Des professionnels de l’audiovisuel réclament une protection légale contre l’utilisation non consentie de leurs enregistrements vocaux par les intelligences artificielles.
Une mobilisation inédite a rassemblé dimanche dernier à Mexico des acteurs et techniciens du doublage. Ces professionnels exigent des mesures pour encadrer strictement l’exploitation de leurs voix par les systèmes d’intelligence artificielle. Leur principal cheval de bataille consiste à faire reconnaître la voix comme une donnée biométrique, ce qui en renforcerait la protection juridique.
Parmi les manifestants, Lili Barba, présidente d’une association professionnelle et voix officielle de Daisy Duck au Mexique, a dénoncé un récent cas d’utilisation frauduleuse. L’Institut National Electoral aurait diffusé sur TikTok un message utilisant la voix du célèbre doubleur Jose Lavat sans autorisation préalable, selon plusieurs médias locaux. Cette affaire illustre selon elle les dérives possibles en l’absence de cadre législatif adapté.
Le secteur du doublage redoute de subir le même sort que les acteurs hollywoodiens, qui avaient fait de la régulation de l’IA une revendication centrale lors des grèves de 2023. Harumi Nishizawa, doubleuse expérimentée, met en garde contre la disparition progressive de son métier si aucune protection n’est instaurée. Elle souligne l’irremplaçable dimension artistique du travail vocal, qui nécessite une interprétation subtile des émotions et des expressions faciales des comédiens.
Les plateformes numériques accélèrent pourtant l’adoption de ces technologies. Amazon Prime Video expérimente actuellement un système de doublage assisté par IA, tandis que des entreprises comme la sud-coréenne CJ ENM développent des solutions intégrant voix synthétiques et personnages en 3D.

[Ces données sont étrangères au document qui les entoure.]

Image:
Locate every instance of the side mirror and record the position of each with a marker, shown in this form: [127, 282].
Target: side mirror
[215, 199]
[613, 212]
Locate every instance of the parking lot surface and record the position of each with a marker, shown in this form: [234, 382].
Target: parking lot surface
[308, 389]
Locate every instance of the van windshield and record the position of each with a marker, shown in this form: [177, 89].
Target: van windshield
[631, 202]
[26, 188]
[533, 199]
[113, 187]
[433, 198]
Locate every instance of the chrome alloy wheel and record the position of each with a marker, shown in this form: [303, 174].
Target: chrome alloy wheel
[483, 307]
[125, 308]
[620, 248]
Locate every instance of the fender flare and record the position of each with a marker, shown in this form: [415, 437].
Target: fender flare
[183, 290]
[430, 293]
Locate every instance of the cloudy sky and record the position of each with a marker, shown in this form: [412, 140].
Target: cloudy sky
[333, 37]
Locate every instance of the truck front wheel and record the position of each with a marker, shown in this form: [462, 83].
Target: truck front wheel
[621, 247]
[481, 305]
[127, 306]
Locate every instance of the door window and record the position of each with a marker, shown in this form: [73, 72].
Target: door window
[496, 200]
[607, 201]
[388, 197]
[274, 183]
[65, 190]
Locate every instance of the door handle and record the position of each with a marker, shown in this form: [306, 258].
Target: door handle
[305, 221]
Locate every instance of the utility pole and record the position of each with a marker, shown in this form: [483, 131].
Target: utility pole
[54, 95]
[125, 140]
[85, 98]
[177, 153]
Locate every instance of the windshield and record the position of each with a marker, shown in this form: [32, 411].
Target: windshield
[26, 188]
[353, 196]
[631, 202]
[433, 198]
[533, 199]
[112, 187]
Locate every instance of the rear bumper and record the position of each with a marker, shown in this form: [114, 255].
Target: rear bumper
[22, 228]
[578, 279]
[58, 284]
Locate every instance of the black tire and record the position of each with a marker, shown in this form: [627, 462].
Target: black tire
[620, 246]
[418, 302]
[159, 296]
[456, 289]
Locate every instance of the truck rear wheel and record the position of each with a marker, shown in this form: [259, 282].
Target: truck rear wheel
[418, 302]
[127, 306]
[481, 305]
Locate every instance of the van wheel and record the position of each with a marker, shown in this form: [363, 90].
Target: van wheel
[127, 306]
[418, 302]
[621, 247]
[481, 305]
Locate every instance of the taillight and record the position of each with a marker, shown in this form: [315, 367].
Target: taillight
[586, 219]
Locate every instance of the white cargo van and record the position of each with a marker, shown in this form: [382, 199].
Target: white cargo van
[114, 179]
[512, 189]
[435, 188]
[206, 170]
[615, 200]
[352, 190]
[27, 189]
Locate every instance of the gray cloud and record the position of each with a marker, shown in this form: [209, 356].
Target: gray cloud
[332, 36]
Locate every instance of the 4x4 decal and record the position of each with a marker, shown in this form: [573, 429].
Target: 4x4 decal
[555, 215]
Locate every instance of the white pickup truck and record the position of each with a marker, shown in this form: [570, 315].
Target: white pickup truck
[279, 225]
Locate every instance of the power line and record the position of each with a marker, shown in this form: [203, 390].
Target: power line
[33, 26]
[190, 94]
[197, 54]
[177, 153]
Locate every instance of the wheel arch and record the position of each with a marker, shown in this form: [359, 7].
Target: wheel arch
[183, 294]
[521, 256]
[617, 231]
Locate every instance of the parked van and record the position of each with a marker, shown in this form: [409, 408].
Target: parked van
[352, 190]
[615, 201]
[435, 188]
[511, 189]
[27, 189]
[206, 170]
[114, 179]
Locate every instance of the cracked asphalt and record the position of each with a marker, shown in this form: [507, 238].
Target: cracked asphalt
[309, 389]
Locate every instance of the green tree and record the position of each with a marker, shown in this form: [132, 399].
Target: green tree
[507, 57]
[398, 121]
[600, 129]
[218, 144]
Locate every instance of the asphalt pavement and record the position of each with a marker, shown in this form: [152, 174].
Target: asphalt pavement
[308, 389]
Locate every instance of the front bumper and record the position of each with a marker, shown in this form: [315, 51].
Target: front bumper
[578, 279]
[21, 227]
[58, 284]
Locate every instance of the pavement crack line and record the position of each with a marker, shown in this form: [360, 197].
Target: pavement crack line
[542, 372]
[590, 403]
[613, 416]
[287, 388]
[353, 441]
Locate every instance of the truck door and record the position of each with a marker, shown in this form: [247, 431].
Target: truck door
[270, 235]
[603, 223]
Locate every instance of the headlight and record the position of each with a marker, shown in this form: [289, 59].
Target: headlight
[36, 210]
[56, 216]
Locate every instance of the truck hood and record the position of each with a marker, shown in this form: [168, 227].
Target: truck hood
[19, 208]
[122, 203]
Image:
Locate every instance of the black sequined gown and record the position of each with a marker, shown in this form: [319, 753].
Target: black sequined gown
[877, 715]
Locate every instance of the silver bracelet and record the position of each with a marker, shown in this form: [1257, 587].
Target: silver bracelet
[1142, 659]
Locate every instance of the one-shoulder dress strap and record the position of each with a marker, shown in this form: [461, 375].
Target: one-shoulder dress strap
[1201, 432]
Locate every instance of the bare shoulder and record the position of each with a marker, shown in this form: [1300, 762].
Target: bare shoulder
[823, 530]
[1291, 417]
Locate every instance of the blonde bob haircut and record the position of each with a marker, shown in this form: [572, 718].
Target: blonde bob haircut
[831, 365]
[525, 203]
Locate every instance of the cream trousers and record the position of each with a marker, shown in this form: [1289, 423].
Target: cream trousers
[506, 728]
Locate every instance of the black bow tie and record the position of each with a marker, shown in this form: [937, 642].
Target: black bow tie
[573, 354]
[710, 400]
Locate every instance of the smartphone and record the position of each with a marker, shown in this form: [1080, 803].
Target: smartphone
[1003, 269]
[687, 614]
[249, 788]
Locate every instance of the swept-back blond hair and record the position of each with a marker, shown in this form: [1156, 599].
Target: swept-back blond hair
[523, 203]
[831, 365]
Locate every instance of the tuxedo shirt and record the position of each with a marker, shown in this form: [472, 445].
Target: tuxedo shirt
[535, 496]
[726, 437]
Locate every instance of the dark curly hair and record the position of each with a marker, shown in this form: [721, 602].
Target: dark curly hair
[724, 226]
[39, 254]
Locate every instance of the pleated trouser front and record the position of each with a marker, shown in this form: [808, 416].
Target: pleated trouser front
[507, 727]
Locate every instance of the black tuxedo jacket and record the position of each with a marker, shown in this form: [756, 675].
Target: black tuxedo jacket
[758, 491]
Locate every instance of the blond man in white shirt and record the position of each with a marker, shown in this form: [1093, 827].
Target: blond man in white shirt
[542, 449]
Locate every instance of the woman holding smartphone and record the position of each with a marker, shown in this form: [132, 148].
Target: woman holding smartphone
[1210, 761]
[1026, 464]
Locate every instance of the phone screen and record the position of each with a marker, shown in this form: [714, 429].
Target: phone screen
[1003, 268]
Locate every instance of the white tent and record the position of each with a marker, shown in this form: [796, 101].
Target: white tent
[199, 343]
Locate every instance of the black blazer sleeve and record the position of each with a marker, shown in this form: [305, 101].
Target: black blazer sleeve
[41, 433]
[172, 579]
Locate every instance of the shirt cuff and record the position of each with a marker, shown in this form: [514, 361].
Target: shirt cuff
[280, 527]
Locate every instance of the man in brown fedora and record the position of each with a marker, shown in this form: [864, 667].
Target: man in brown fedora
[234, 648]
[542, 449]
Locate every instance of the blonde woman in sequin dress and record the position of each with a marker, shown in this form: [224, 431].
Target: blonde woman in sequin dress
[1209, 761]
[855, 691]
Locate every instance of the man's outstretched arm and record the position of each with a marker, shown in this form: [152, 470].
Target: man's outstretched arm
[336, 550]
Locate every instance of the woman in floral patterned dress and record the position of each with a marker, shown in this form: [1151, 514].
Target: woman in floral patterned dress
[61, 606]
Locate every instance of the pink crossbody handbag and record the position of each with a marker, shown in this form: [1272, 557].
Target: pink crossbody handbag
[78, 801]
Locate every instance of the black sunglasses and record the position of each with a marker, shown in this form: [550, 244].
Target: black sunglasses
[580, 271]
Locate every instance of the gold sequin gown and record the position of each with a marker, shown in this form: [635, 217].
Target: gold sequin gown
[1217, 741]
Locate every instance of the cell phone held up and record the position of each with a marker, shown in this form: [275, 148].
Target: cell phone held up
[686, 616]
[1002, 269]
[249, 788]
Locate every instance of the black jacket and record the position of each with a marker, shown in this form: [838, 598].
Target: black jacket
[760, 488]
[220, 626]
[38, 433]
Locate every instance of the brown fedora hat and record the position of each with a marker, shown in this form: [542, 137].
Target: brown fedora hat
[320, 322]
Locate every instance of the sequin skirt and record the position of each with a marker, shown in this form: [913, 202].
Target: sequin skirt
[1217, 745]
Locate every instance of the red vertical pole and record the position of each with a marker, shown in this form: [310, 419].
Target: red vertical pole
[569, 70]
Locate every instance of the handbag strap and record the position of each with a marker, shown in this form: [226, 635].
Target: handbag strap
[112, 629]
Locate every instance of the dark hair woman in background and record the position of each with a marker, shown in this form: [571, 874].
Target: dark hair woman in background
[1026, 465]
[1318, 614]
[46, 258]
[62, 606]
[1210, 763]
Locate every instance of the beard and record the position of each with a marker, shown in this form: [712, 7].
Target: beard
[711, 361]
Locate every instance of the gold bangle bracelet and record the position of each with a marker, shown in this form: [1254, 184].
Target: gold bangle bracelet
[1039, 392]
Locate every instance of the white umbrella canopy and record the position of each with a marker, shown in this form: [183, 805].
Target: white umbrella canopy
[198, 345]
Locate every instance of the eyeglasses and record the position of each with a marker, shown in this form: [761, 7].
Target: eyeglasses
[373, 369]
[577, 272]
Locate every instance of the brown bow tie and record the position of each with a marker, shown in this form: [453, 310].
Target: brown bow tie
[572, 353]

Certains professionnels tempèrent cependant les craintes d’une substitution totale. Mario Heras, spécialiste du doublage pour jeux vidéo, estime que l’IA ne peut reproduire l’énergie et l’imperfection créative des interprètes humains. Pour lui, cette singularité artistique constitue la meilleure garantie contre le remplacement pur et simple des doubleurs par des algorithmes.
Cette mobilisation s’inscrit dans un débat mondial sur les limites éthiques de l’IA générative, après la polémique impliquant Scarlett Johansson et OpenAI l’an dernier. Le Mexique pourrait ainsi devenir un terrain d’observation important pour l’évolution des législations sur la propriété vocale à l’ère numérique.